Closed fenhl closed 6 years ago
There's different normalization rules for foreign names (where CJK character search should work as expected), and different for everything else (where normalization is aggressive, because there are no CJK characters on any Magic cards).
I'm surprised Mu Yanling seems to break the rules, and I sort of wonder if Gatherer won't correct the issue by giving official English spelling anyway.
https://mtg.wtf/artist/_ is a separate issue which indexer should fix. I vaguely recall reporting it as mtgjson bug ages ago.

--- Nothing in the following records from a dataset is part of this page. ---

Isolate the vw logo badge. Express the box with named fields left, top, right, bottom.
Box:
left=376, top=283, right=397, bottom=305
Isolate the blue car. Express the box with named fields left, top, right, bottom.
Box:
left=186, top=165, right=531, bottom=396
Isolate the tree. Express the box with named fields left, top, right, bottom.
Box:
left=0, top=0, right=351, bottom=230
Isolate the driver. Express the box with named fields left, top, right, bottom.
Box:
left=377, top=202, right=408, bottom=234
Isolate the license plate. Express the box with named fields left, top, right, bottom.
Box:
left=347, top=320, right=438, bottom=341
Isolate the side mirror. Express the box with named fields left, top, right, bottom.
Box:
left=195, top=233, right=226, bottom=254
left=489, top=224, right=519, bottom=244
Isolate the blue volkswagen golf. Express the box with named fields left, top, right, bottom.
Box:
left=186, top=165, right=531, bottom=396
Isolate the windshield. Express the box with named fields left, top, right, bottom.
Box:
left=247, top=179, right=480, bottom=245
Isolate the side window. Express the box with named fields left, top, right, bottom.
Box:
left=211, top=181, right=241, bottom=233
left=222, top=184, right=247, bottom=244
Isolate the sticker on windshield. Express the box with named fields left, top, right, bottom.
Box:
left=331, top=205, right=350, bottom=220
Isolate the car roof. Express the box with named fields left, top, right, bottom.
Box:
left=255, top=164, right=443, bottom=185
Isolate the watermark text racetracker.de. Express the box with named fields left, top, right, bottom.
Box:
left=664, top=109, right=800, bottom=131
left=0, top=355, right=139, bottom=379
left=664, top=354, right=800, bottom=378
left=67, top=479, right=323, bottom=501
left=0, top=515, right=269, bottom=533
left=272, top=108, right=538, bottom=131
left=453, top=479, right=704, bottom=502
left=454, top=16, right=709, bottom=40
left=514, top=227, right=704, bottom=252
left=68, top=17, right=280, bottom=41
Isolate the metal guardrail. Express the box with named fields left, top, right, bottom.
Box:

Fixed "??? drew 5 cards." issue at least. Let's wait for Mu Yanling before we address it, as right now nothing in database cares either way. I'll probably remove CJK stripping just as you propose.
I speculatively did this https://github.com/taw/magic-search-engine/commit/6035924da1179c057548c72e0b727fa5e621ab14
Does it fix the problem?
You'll want to update the regex in setup_artists!
as well.
Does it work now?
It does!
Nice.
My fork has an issue (fenhl/lore-seeker#1) with a card illustrated by 酩憲: it is grouped together with the 5 cards for which MTG JSON has no artist info. Mu Yanling's artist's name is also written in Hanzi and will have the same issue. Of course, this would be less of a problem if MTG JSON had complete artist info, but even then I still think it would be appropriate to not “normalize” CJK characters into a single underscore.